Royal Surival in a "Normal" Society
The need to survive is a human basic need. How do we survive a world with grace and ease without becoming depressed? We live among a society of self-serving people with self-serving intents.
Grace & Ease Without Anxious & Depression
Normal vs. Royal Societies: Today, a normal society includes us running from one appointment to another errand. This is usually sacrificing our own needs in an attempt to please others. We find we are too busy trying to fulfill the need for survival that we don't spend time with those we do it for. Have you spent most of your life feeling unwanted? If you said yes, that's normal.
From birth, were you physically or emotionally "unwanted" by parents, siblings or another family? Even those with the most loving care-givers or adopted parents feel the same neglected/rejected wound. The parent who is present yet absent and fails to meet the child's basic needs, it leaves a scar of abandonment and neglect regardless of social and financial status.
Each unmet need develops into a belief of being unwanted and unworthy and those beliefs have negative consequences associated with that belief. Yes, that is correct, YOU are responsible for believing you are unloved, unwanted or not cared about. You are responsible for all the negative consequences associated with those beliefs; you are accountable. No, you are not responsible for ANY of the actual neglect or abuse but yes, you are responsible for what you believe about yourself because of those abusive events.
As a society, we have a broken connection with the source and therefore, we have a broken connection with self. Mental/emotional wellness can be achieved by getting our needs met through healthy connections (people, places, and things) protected by healthy boundaries; ineffective boundaries are unhealthy and increase mental and emotional illness.
Survival is the first of the five basic needs. Survival includes the need for safety, security, confidentiality, food, shelter, sex, and mental, emotional as well as physical care and personal hygiene needs. When our need for survival is not met, typically the brain will process this as a danger to our humanity with immense and intense fear. This intense fear drives irrational and unrealistic beliefs that result in unconscious reactions (behaviors) that develop into damaging consequences. (Self-sabotage or dysfunctional connection) Basically, the need for survival is threatened and an individual usually responds in a way that actually creates the threat into their reality.

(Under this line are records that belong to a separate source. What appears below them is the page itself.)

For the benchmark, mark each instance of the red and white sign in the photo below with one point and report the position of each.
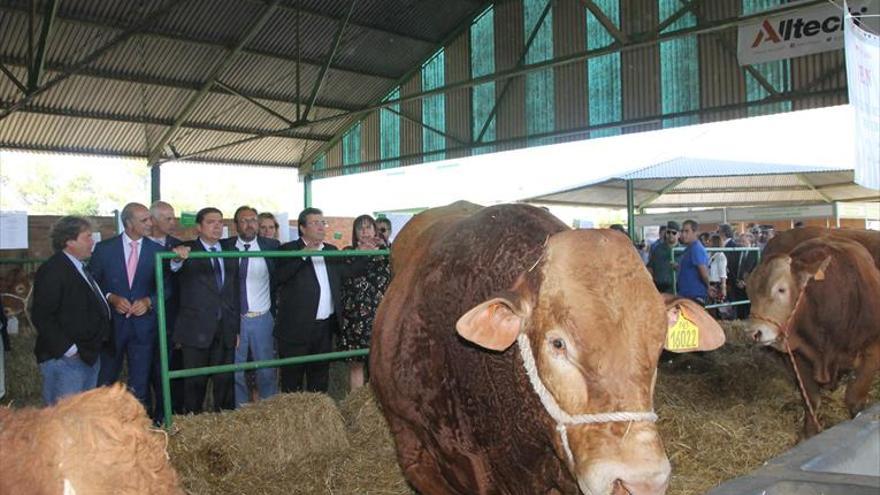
(798, 32)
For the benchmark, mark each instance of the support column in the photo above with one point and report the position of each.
(307, 190)
(630, 209)
(155, 188)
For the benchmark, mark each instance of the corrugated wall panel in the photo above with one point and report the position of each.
(640, 67)
(334, 156)
(458, 102)
(410, 132)
(370, 137)
(569, 36)
(721, 77)
(822, 71)
(509, 43)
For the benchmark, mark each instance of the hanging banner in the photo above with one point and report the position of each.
(863, 83)
(814, 29)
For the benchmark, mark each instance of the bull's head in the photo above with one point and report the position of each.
(774, 289)
(595, 325)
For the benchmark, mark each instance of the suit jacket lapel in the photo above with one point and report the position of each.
(210, 282)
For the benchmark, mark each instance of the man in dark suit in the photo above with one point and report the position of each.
(309, 297)
(124, 267)
(164, 226)
(70, 314)
(257, 304)
(207, 322)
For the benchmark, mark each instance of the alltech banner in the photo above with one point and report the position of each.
(863, 83)
(814, 29)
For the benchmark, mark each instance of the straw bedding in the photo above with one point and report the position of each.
(722, 415)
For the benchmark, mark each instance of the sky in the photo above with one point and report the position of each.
(812, 137)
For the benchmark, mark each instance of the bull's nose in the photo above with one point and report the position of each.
(655, 486)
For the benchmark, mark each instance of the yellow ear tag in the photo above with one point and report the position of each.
(684, 335)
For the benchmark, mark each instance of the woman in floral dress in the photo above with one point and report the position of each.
(361, 296)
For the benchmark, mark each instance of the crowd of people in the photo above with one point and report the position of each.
(95, 305)
(696, 275)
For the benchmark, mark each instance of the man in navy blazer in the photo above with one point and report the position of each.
(70, 313)
(207, 324)
(124, 267)
(257, 304)
(164, 226)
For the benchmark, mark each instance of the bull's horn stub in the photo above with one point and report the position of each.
(684, 335)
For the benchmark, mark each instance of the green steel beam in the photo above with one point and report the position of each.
(216, 72)
(229, 89)
(672, 185)
(652, 38)
(618, 35)
(381, 103)
(324, 68)
(155, 183)
(21, 87)
(519, 64)
(307, 191)
(630, 209)
(95, 55)
(167, 376)
(809, 185)
(39, 59)
(789, 96)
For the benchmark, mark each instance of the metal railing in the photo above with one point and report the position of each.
(168, 375)
(678, 250)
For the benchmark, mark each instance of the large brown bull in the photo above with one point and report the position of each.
(821, 297)
(513, 355)
(786, 241)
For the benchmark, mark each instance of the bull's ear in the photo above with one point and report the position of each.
(690, 328)
(815, 270)
(493, 324)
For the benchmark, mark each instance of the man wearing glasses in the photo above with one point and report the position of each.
(660, 263)
(383, 228)
(309, 295)
(256, 299)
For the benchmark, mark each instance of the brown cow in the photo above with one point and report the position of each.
(784, 242)
(827, 290)
(15, 291)
(95, 442)
(502, 337)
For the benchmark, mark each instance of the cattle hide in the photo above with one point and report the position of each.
(95, 442)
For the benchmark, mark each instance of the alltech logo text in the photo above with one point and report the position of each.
(797, 28)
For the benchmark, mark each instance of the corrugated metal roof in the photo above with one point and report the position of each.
(123, 102)
(704, 167)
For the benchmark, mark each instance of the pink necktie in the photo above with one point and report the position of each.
(132, 262)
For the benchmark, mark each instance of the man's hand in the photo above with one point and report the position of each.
(367, 244)
(182, 252)
(120, 304)
(140, 307)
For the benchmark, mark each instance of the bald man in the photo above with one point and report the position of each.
(124, 267)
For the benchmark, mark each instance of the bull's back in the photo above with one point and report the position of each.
(787, 241)
(430, 381)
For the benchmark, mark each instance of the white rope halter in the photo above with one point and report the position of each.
(562, 418)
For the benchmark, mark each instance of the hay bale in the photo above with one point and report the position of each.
(266, 447)
(24, 383)
(722, 414)
(371, 464)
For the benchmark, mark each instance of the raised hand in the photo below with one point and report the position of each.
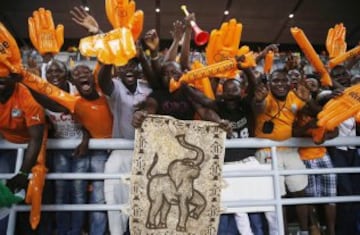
(10, 58)
(224, 43)
(340, 108)
(116, 47)
(178, 30)
(335, 41)
(121, 13)
(152, 40)
(84, 19)
(43, 35)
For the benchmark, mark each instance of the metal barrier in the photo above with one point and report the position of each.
(278, 202)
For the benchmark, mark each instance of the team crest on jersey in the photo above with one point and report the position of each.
(15, 112)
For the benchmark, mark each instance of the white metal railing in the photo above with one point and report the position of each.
(278, 202)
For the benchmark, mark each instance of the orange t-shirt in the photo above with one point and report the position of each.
(95, 116)
(283, 113)
(309, 153)
(18, 113)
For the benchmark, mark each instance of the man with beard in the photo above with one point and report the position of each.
(124, 94)
(90, 109)
(275, 114)
(22, 120)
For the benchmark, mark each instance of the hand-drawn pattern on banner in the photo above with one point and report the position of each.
(176, 177)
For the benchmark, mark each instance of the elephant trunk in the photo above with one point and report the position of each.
(199, 158)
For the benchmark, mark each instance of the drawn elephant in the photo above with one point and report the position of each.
(176, 187)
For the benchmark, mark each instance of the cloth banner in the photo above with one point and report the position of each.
(176, 177)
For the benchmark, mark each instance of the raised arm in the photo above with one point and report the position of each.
(185, 49)
(19, 181)
(85, 20)
(176, 33)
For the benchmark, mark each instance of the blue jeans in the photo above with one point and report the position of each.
(75, 192)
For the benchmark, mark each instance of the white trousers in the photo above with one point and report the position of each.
(116, 191)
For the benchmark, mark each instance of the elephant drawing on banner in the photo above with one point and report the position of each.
(176, 187)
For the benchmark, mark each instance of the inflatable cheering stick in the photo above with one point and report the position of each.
(311, 55)
(10, 62)
(340, 108)
(269, 58)
(335, 41)
(224, 43)
(200, 73)
(43, 35)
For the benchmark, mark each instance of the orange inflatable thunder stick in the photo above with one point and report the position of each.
(201, 37)
(43, 35)
(311, 55)
(36, 185)
(200, 73)
(340, 108)
(10, 61)
(269, 58)
(335, 41)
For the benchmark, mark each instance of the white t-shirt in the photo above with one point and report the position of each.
(122, 104)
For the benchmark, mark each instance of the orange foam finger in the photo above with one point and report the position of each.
(10, 57)
(310, 54)
(269, 58)
(344, 57)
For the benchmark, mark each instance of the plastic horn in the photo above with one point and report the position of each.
(201, 37)
(341, 58)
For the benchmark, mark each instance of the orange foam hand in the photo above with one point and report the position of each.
(10, 57)
(335, 41)
(43, 35)
(344, 57)
(311, 55)
(121, 13)
(340, 108)
(115, 47)
(224, 44)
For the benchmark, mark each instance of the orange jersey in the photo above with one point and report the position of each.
(95, 116)
(282, 114)
(309, 153)
(18, 113)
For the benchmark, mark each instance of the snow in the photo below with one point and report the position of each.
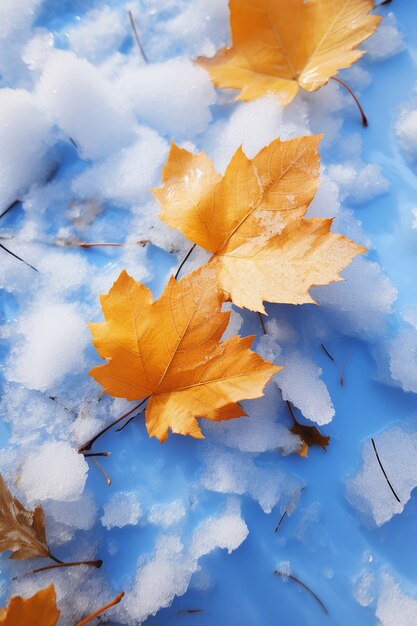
(394, 606)
(24, 131)
(55, 471)
(173, 97)
(386, 42)
(366, 315)
(124, 177)
(97, 120)
(368, 490)
(314, 403)
(226, 531)
(54, 338)
(100, 32)
(122, 509)
(166, 515)
(83, 81)
(229, 472)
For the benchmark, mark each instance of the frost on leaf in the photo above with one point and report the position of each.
(253, 222)
(169, 351)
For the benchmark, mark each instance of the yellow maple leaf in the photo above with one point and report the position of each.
(281, 45)
(170, 351)
(252, 220)
(38, 610)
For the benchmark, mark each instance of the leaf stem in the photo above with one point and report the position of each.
(261, 319)
(184, 261)
(9, 208)
(61, 564)
(383, 471)
(136, 35)
(306, 587)
(115, 601)
(89, 444)
(327, 352)
(83, 244)
(358, 104)
(18, 257)
(280, 521)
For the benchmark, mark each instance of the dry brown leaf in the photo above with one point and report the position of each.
(309, 435)
(39, 610)
(21, 531)
(281, 45)
(170, 351)
(252, 220)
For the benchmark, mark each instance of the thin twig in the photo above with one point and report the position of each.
(115, 601)
(18, 257)
(327, 352)
(383, 471)
(9, 208)
(261, 319)
(280, 521)
(129, 420)
(83, 244)
(306, 587)
(90, 454)
(60, 565)
(189, 612)
(358, 104)
(184, 261)
(90, 442)
(135, 32)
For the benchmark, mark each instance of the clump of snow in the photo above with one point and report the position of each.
(168, 572)
(364, 588)
(260, 431)
(402, 354)
(122, 509)
(125, 176)
(238, 473)
(166, 515)
(160, 579)
(97, 120)
(394, 607)
(364, 315)
(24, 136)
(406, 129)
(358, 182)
(386, 42)
(55, 336)
(54, 470)
(369, 492)
(16, 18)
(226, 531)
(98, 33)
(301, 373)
(64, 518)
(252, 125)
(173, 97)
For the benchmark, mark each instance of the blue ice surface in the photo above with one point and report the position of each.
(246, 592)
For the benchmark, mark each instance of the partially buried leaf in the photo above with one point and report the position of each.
(21, 531)
(39, 610)
(170, 351)
(253, 221)
(281, 45)
(310, 436)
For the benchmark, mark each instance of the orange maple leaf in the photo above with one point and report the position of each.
(38, 610)
(281, 45)
(252, 220)
(170, 352)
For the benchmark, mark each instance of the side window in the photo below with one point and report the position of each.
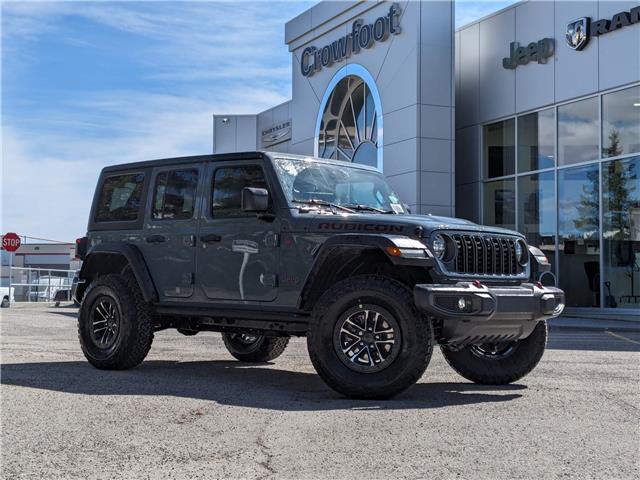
(228, 183)
(175, 194)
(120, 198)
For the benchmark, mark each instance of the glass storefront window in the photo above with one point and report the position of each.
(537, 211)
(536, 141)
(621, 232)
(499, 148)
(578, 132)
(578, 233)
(621, 122)
(499, 203)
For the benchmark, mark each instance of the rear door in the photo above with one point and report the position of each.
(238, 254)
(171, 227)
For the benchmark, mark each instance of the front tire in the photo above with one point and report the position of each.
(115, 324)
(254, 348)
(499, 364)
(367, 340)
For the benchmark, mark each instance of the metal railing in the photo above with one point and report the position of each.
(41, 284)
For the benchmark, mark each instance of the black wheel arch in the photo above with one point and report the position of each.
(112, 257)
(344, 256)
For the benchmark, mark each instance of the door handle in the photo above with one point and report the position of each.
(156, 239)
(212, 237)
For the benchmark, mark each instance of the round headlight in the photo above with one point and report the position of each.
(439, 245)
(521, 252)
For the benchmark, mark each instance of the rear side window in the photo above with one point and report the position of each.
(175, 194)
(120, 198)
(228, 183)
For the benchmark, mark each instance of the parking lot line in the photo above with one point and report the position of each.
(622, 337)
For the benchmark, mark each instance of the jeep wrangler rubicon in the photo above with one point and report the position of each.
(264, 246)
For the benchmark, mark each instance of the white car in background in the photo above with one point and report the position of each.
(7, 298)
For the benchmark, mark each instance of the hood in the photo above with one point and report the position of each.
(396, 224)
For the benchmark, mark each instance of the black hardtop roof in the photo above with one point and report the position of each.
(182, 160)
(219, 158)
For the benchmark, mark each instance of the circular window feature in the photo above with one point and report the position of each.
(349, 124)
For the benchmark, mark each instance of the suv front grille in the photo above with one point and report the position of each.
(485, 255)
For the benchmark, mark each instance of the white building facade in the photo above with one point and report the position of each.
(527, 119)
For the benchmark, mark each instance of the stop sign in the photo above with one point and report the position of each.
(11, 242)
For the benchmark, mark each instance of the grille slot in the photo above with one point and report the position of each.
(485, 255)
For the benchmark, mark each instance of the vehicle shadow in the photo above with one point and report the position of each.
(237, 384)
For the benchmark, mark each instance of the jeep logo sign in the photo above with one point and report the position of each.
(361, 37)
(534, 52)
(580, 30)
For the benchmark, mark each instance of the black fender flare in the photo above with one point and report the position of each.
(379, 242)
(133, 259)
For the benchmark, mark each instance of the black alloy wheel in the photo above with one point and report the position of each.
(105, 322)
(367, 338)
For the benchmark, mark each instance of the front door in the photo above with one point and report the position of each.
(238, 252)
(171, 227)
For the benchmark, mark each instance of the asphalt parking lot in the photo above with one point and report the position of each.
(190, 411)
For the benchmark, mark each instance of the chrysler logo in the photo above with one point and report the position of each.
(577, 35)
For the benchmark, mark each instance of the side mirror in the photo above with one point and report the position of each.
(255, 199)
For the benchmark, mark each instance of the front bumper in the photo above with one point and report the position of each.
(476, 313)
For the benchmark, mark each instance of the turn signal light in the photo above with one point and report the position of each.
(394, 251)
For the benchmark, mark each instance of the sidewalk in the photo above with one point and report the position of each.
(587, 323)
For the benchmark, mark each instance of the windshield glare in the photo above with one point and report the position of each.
(308, 181)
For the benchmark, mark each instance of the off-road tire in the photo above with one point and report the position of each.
(500, 371)
(264, 349)
(135, 333)
(416, 337)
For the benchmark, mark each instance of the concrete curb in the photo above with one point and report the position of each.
(594, 324)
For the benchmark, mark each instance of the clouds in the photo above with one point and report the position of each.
(91, 84)
(471, 10)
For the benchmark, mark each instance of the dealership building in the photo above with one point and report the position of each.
(527, 119)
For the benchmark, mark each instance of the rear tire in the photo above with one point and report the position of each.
(115, 324)
(254, 348)
(376, 314)
(499, 364)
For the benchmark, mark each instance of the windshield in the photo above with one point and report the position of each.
(314, 183)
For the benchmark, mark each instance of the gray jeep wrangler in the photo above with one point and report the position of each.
(264, 246)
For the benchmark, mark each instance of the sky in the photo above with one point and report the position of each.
(90, 84)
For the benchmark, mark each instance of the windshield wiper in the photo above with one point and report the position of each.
(367, 208)
(324, 203)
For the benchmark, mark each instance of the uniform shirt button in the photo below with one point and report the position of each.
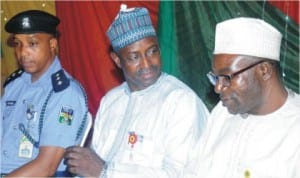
(4, 153)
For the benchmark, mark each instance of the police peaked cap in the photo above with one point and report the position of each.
(32, 21)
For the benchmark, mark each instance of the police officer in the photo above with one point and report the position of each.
(43, 108)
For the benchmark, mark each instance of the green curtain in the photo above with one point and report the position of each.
(186, 35)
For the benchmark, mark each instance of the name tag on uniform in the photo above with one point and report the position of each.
(25, 148)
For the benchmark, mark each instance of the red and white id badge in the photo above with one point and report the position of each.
(25, 148)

Example: Messy apartment and the landlord comes unexpectedly to fix something broken you called on it weeks ago. Fear of your eviction because of the "mess" threatens your need for survival. You may become angry over how long it took to get the repair done and how rude it is to show up unexpectedly. The consequence for the choice to act on anger results in the landlord telling you to move out. You have just created the very thing you did not want because of your unconscious behaviors associated with your unidentified fear; lack of insight and awareness.
Here is how we know it is a false belief, deception. Continuing to use the above example, the false belief would be that it is the landlords fault for coming unannounced or taking too long to address the problem. This belief is based on accurate information. However, his behaviors driven by fear manifest the outcome feared in the first place; survival needs are threatened. The false beliefs trigger the emotion of fear and that fear drives unhealthy anger behaviors. The anger behavior toward the landlord (fear based), causes the landlord to be defensive as you are now a threat to his safety. (Survival) You are both in the same you or me reactive energy. From the landlords perspective, he didn't think the apartment was that messy.
These anger behaviors break the TRUST (core value) of our CONNECTIONS (self, people, places and things). When we step away from our values we cross boundaries and break connections.
Being Royal is having insight and awareness into own false beliefs and demonstrate the courage and willingness to dispute those false beliefs even if forgiveness is not given to you. When intentions are focused on serving others it protects us from the consequences of our false beliefs. In an effort to bring humanistic behaviors as a social norm, "earth as it is in heaven" we need to actively work toward being physical, mentally and emotionally well and avoid participating in shaming, belittling, ghosting, rejecting or acting out in violence toward self or others.
Respect (core value) toward all Royals who may be struggling with unresolved grief (anger behaviors) and refrain from judging (temptation) any Royal on their behavior (trespass) but rather on who they are in an effort (forgiveness) to move toward Royal Behaviors and Beliefs.
Our need for survival includes safety, security, shelter, food to name a few. When these needs are threatened, the brain perceives a threat to survival; triggering the "you or me to the death" instinct until the skill is developed not to react to fear. These are behaviors that need to be forgiven in an effort to model and teach what is the *New Socially acceptable behavior. The Royal way.
Embrace your strength in knowing that as long as you don't fear your inner lion, your inner lion will always serve to protect you and not cause you harm. Trust in You.